Saturday, April 27, 2013

Not Your Typical Amish Fiction



I have sort of a love-hate relationship with Amish fiction.  Sometimes I read one that I really like and other times I read one and think “why do I even read this stuff?”  But Dale Cramer’s Though Mountains Fall (#3 in the Daughters of Caleb Bender series) is quite different from the usual book in this genre.

Caleb Bender has led a group of Amish families to settle in Mexico in the early 1900’s, but this move has not come without its share of terrible loss for his family and the other families with them.  Life is hard for the Amish and their pacifism is starkly different from the vicious Mexican government of that time period.  Through terrible pain, Caleb is forced to evaluate his view of God and what he comes up with will change everything. 

So here are my thoughts on this book (without giving away the story):


  • I was surprised to learn that Mexico wasn’t just a random setting for the book, but that there actually were some Amish who lived in Mexico at that time.  Who knew?  I thought the author did a great job weaving in Mexican customs and creating authentic Mexican characters. 

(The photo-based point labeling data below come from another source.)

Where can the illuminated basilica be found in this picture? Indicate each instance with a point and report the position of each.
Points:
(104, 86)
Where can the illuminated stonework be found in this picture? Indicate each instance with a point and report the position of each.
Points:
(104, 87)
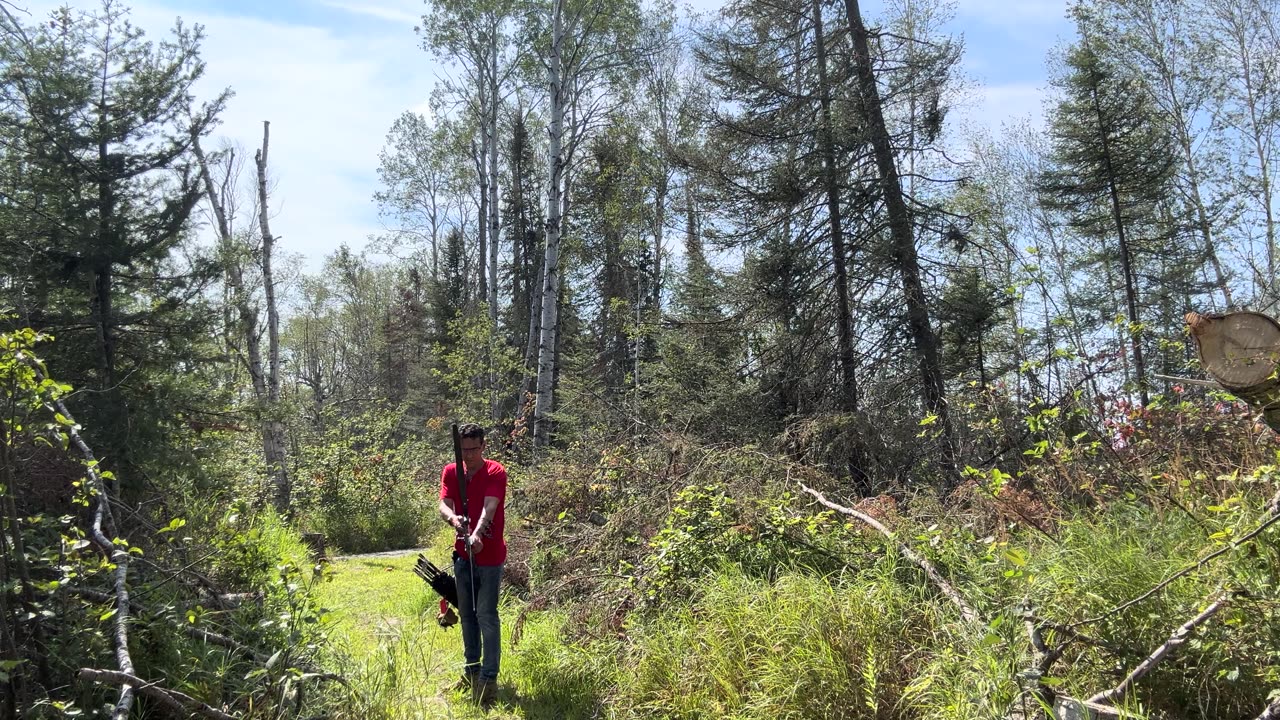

  • I don’t know enough about the Amish to really understand their beliefs and specifically how they view God.  Several characters in the book wrestle with their views on God’s goodness, forgiveness, and love, but I just wonder what most Amish would actually believe. 


Probably what I liked most in the book were the thought-provoking contrasts he incorporated into the storyline.  The reader is left to ponder the differences between the culture, beliefs, and daily life of the Amish and the Mexicans (and specifically those of the Catholic religion).

5 out of 5 stars

I received a free copy of this book from Bethany House Publishers in exchange for a fair and honest review.